One last look at a Martian mountaintop

Siccar Point
For the original images go here and here.

The image above is a mosaic made from two Curiosity navigation photos taken on October 23, 2021 and combined, cropped, and reduced to post here. It shows the top 30 feet or so of Siccar Point, the spectacular outcrop that I have featured several times previously.

Curiosity has now traveled past this outcrop, so that this view above is no longer visible to the rover. I post it now as a farewell image of what I think is the most breath-taking feature yet seen by any planetary lander — manned or unmanned — since the first set down on the Moon in the mid-1960s. It also illustrates with great clarity the alien nature of Mars. Those delicate overhanging rocks would not be possible on Earth, with a gravity about two and a half times heavier than Mars.

Note too that I have not enhanced the contrast or brightness. I think the twilight light here actually gives us a sense of the real brightness of a clear Martian day. Because the Sun is much farther away, even at high noon it provides much less illumination than on Earth. A bright day on Mars to our Earth-adapted eyes will always feel like dusk.

Meanwhile the science team is quickly pushing the rover south, to get…

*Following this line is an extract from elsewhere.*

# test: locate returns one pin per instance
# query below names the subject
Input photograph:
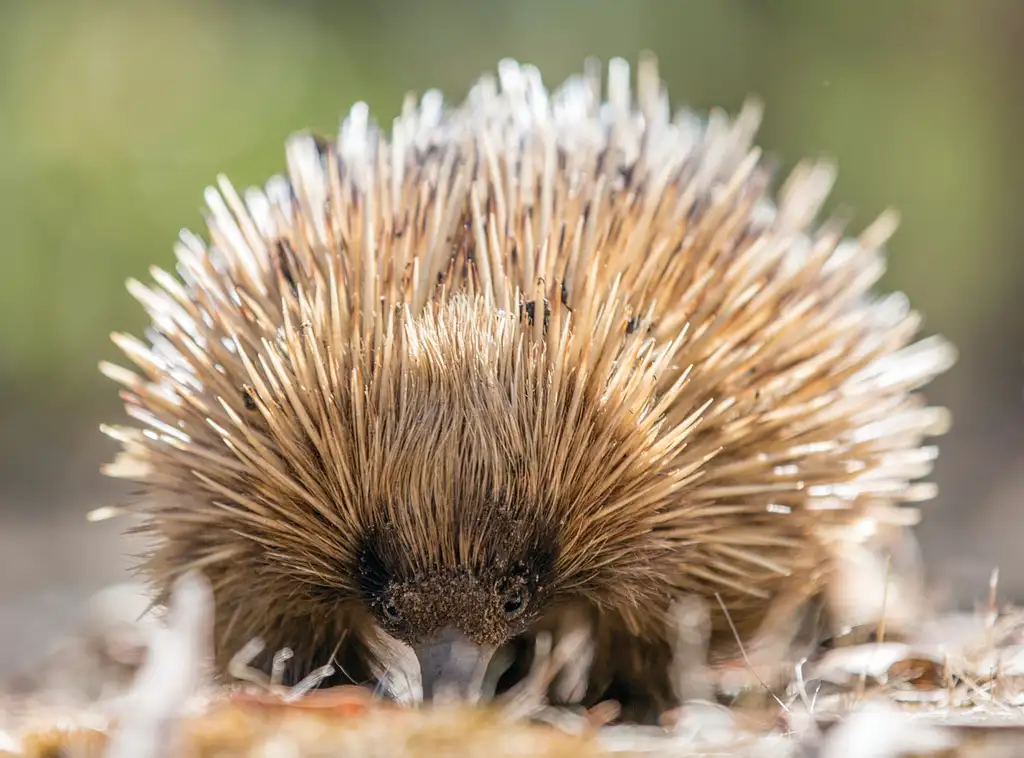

…closer to the area we are targeting for our next drill campaign. This drive should leave us with bedrock in the workspace for additional contact science on the weekend. This terrain continues to be very challenging, with large boulders, sharp rocks that are wheel hazards, and sand ripples, like the terrain shown in the image. These drives take a while to plan to make sure we are avoiding all the hazards while getting to where science wants to go. Our paths end up looking a little “drunk” as we weave our way around obstacles.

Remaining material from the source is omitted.